Working on the album paved the way for his entry onto the Brazilian music scene; since then, the music of the country has been his passion. "It's more than a flirt what I feel for Brazilian music. This idea [for the Brasil Project albums] came from Miles Goodman and Oscar Castro Neves. They said all these Brazilian guys love me. They all know [the] album I did in 1972 with Elis Regina." So together with the Brazilian players, the dream session was realized with two consecutive releases, volumes one and two of The Brasil Project in 1992 and 1993, respectively.
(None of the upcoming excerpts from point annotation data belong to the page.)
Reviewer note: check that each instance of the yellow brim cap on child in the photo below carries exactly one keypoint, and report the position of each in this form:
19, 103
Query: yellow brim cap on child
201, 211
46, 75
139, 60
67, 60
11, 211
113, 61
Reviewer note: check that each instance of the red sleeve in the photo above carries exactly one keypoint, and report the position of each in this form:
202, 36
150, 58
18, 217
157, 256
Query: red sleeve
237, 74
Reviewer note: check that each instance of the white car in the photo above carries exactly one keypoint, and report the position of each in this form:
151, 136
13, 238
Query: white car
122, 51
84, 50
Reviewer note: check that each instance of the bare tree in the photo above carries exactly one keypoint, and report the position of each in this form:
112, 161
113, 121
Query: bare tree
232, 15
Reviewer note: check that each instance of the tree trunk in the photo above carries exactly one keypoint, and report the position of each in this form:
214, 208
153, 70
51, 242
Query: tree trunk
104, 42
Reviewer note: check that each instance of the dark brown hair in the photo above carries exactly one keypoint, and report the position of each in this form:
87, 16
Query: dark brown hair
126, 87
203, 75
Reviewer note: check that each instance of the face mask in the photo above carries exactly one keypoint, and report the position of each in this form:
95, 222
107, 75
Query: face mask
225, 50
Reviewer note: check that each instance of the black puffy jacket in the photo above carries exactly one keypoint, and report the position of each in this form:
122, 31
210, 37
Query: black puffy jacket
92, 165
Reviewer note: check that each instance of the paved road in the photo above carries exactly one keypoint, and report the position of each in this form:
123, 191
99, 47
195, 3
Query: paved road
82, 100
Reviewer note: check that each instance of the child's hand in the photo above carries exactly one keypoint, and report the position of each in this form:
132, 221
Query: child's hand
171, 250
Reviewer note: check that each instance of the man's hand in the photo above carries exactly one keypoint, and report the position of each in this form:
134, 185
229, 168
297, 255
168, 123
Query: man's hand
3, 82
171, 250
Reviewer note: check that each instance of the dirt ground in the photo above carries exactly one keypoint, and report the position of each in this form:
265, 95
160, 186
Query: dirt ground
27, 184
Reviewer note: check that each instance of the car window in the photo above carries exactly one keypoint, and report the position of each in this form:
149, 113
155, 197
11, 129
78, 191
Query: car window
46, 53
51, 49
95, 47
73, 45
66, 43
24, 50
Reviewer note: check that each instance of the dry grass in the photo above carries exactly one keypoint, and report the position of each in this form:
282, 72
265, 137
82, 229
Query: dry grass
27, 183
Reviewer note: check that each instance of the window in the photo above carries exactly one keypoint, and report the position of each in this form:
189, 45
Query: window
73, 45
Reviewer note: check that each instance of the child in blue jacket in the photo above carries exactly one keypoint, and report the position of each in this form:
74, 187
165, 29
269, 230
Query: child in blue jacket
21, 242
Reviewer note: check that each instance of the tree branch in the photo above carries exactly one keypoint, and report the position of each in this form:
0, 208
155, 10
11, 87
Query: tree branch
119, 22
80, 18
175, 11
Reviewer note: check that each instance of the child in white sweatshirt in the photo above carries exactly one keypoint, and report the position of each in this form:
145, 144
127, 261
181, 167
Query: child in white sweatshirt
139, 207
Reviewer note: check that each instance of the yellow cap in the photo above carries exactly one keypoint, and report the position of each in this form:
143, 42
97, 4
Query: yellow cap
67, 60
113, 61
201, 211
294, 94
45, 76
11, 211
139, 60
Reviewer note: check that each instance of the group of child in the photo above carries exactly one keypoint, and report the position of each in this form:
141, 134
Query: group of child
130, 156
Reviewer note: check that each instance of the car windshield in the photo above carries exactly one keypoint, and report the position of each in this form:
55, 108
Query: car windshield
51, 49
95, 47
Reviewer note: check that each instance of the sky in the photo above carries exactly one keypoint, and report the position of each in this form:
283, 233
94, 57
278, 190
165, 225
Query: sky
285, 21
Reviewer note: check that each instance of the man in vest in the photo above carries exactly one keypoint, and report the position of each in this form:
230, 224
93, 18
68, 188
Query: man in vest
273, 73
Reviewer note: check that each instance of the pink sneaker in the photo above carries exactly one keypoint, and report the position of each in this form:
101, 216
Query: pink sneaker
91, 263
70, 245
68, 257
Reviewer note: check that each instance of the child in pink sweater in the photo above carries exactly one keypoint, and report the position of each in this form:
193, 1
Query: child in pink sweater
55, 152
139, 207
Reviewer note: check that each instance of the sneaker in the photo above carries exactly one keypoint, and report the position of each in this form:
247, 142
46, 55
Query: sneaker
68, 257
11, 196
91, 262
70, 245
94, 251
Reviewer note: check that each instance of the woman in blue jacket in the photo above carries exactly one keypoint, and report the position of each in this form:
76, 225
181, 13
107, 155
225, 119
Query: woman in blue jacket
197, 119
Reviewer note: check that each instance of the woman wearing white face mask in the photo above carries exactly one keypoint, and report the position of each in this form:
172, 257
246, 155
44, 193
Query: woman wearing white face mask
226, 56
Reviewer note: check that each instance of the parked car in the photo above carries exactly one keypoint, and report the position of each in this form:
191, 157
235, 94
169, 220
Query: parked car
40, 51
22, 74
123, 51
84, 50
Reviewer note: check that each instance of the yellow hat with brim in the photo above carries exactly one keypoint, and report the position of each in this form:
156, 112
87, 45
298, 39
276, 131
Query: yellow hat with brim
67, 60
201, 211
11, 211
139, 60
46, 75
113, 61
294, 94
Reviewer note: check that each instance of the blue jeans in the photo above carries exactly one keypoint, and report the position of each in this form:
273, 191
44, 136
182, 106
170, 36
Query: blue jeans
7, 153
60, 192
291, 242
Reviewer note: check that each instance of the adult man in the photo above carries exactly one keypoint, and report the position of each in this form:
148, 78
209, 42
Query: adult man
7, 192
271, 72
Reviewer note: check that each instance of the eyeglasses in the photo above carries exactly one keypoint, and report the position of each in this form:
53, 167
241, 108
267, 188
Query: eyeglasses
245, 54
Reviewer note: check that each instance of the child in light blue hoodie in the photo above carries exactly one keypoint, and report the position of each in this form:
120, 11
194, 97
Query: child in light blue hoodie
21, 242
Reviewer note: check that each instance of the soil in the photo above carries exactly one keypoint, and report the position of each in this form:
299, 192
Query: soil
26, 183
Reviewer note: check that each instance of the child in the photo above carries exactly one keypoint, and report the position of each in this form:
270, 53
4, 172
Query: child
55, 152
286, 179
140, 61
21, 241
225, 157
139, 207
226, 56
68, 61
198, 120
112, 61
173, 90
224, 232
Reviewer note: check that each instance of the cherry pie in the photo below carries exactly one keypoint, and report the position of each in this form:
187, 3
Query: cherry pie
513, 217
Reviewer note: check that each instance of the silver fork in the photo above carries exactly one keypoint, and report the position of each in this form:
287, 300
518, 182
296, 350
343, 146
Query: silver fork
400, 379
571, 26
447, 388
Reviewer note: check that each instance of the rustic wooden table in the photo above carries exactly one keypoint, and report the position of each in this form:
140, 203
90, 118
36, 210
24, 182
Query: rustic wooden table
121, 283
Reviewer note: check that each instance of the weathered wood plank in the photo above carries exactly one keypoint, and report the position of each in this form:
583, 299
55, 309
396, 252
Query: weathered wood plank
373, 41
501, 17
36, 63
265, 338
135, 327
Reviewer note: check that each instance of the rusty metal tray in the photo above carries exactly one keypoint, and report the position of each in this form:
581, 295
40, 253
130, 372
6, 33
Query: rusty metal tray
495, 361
Toots Thielemans has been featured on recordings with contemporary artists such as Billy Joel, Paul Simon, Quincy Jones, Pat Metheny, and Ella Fitzgerald. And although he is an adept guitarist and an exceptional whistler, his harmonica playing is unrivaled. As he told Jim Macnie of Musician magazine, "Some people will agree that a harmonica player can be a good musician. But many will also tell you that they just don't like the way it sounds. Anybody who listens closely should appreciate it, however, because music transcends the instrument it's played on--whether it's a harmonica or a broomstick."

by Charlie Katagiri

Toots Thielemans's Career

Began playing the accordion at the age of three; bought first harmonica when he was in his teens. Self-taught guitarist, working as an accompanist to headliners like Edith Piaf and Charles Trenet in Brussels after World War II; became well-known composer and self-accompanist, whistling and playing guitar on his international hit "Bluesette." Played with jazz greats Charlie Parker, Benny Goodman, Miles Davis, and George Shearing; recorded two-volume Brasil Project, 1992-93. Appeared as a featured soloist on albums, commercials, and motion picture soundtracks; played harmonica solo for PBS-TV's Sesame Street theme.

Toots Thielemans's Awards

Hohner (harmonica manufacturer) created a special chromatic harmonica named for Thielemans.

Famous Works

Further Reading


Visitor Comments Add a comment…

over 15 years ago

My daughter was a student at the University of Michigan. I called her, "Amy do not make plans for Saturday evening, your mother and I are coming and I am going to take you to hear the greatest musician you will ever hear. His name is Toots Thielemans and he is playing in a club downtown in Ann Arbor." It was a memorable happening, which I hope my daughter remembers fondly for ever. The man is truly a genius. Jack Overpeck

over 15 years ago

Thank you for the bio of Toots Thielemans. We had the great fortune to hear him play at Yoshe's in San Francisco this past Thursday November 13, '08. What a thrill it was to hear and watch this 86 and a half year old musician play the harmonica!! We were blown away by the passion he showed for his music and his harmonica, Where do we go to get some of his cd's?